Yılda 1 milyon adet satış yapıyorlar, bu sayı da
İpekyol'u konfeksiyonda ilk üçe koyuyor.
Toplam 35 mağazanın 15'i Doğu ve Güneydoğu'da. Bu da diğer konfeksiyon markaları içinde İpekyol'a önemli bir hacim getiriyor.
Cirosunun yüzde 35'i ihracattan geliyor, çoğunluğu da Doğu Bloku ülkelerine...
Birleşik Arap Emirlikleri ve Kazakistan'da mağaza açan İpekyol'un 2004 yılında hedefi Londra'da Oxford Caddesi, ardından diğer Avrupa başkentleri...
Moda oturduğun yerden olmuyor; çok yer göreceksin, çok insan tanıyacaksın, flaşların altında geçen bir cemiyet hayatın olacak.
Kadının tüm dünyadaki renklerini bildiğini göstereceksin, kadın kendi için seçilmiş bir giysi aldığını hissedecek.

Nilüfer'in son hali
Tekstil markalarının mekanı Şişli Bomonti'de modern bir bina; yemek salonuna alıyorlar. Yalçın Ayaydın misafirleri ile bu uzun masada yemek yiyor; kısmet bugün bize.
Zeytinyağlılar hazırlanmış. Sağlıklı beslenmeye çalışıyor Yalçın Bey.
Siz diyorum, Hakan Yıldırım'a, "Profiterol yemeden duramam. Yalnızca Macro marketin profiterolünü yerim."
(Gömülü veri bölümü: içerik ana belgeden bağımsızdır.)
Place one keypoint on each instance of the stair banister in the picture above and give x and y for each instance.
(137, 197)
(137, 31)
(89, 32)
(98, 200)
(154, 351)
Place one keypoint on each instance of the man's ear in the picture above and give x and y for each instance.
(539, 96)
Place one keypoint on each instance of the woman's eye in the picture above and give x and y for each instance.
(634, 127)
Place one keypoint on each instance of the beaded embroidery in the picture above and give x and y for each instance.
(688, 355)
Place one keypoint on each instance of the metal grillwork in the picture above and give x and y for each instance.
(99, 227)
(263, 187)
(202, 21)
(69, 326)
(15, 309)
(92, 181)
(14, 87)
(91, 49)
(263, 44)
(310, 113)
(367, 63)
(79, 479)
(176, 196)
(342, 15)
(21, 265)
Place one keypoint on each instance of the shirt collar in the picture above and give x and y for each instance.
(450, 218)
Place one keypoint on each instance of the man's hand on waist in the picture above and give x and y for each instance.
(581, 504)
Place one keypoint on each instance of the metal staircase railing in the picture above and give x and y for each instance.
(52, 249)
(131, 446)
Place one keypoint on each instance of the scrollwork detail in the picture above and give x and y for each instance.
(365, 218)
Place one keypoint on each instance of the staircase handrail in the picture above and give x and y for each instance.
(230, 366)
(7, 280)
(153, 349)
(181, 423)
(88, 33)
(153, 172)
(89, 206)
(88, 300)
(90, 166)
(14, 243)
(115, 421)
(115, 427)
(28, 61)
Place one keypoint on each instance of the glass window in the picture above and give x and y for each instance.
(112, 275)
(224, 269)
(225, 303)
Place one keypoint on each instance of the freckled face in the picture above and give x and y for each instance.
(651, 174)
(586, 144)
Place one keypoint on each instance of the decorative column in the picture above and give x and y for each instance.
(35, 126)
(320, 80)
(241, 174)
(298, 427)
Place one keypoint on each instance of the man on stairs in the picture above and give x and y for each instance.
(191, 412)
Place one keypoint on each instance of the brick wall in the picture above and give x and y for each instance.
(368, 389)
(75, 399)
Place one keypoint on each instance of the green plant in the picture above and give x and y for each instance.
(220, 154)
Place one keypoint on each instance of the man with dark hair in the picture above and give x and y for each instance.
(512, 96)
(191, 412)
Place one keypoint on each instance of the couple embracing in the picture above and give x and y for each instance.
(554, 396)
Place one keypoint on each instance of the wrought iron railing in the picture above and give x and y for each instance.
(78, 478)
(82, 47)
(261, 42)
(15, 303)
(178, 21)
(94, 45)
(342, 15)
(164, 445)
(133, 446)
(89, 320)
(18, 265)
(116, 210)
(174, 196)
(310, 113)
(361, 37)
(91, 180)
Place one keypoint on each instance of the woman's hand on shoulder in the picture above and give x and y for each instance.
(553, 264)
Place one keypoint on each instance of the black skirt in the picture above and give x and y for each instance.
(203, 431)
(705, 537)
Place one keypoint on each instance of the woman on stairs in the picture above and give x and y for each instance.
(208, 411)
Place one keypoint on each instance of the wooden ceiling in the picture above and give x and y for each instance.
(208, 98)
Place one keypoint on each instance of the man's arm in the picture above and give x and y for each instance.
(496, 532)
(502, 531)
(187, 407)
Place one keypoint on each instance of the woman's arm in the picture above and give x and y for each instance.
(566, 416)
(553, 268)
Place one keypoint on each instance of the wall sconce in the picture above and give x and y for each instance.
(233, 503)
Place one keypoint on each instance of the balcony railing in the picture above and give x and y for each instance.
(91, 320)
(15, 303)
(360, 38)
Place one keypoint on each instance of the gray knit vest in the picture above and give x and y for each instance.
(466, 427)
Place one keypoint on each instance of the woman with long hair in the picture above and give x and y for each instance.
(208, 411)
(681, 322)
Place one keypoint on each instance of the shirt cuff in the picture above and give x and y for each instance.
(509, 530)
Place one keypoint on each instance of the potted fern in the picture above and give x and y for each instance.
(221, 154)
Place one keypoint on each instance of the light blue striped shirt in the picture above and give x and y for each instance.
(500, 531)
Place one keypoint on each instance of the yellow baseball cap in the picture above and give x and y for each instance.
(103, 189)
Allah, Allah nereden çıktı şimdi Macro MARKET!?
Yıldırım kendini garantiye almak için, Macro Market'in profiterolü Kurtuluş'taki Nazar pastanesi'nden aldığını da öğrenmiş. Denenecek artık; hafifmiş.
Yıldırım seçiyor, eliyor, üretiyor, kırıp geçirmeden ünlenmeye çalışıyor.
Belki de önemli bir özelliği, onun hayatında 'farketmezler' yok.
Profiterol bir istisna değil.
Rumeli Hisarı'na tüm iddalı renkleri dizen; beyazlı, kırmızılı, siyahlı Nilüfer'i farkettiniz değil mi? Göksel'i de hatırlayacaksınız; Yıldırım'ın modelleri... Modern, romantik, genç.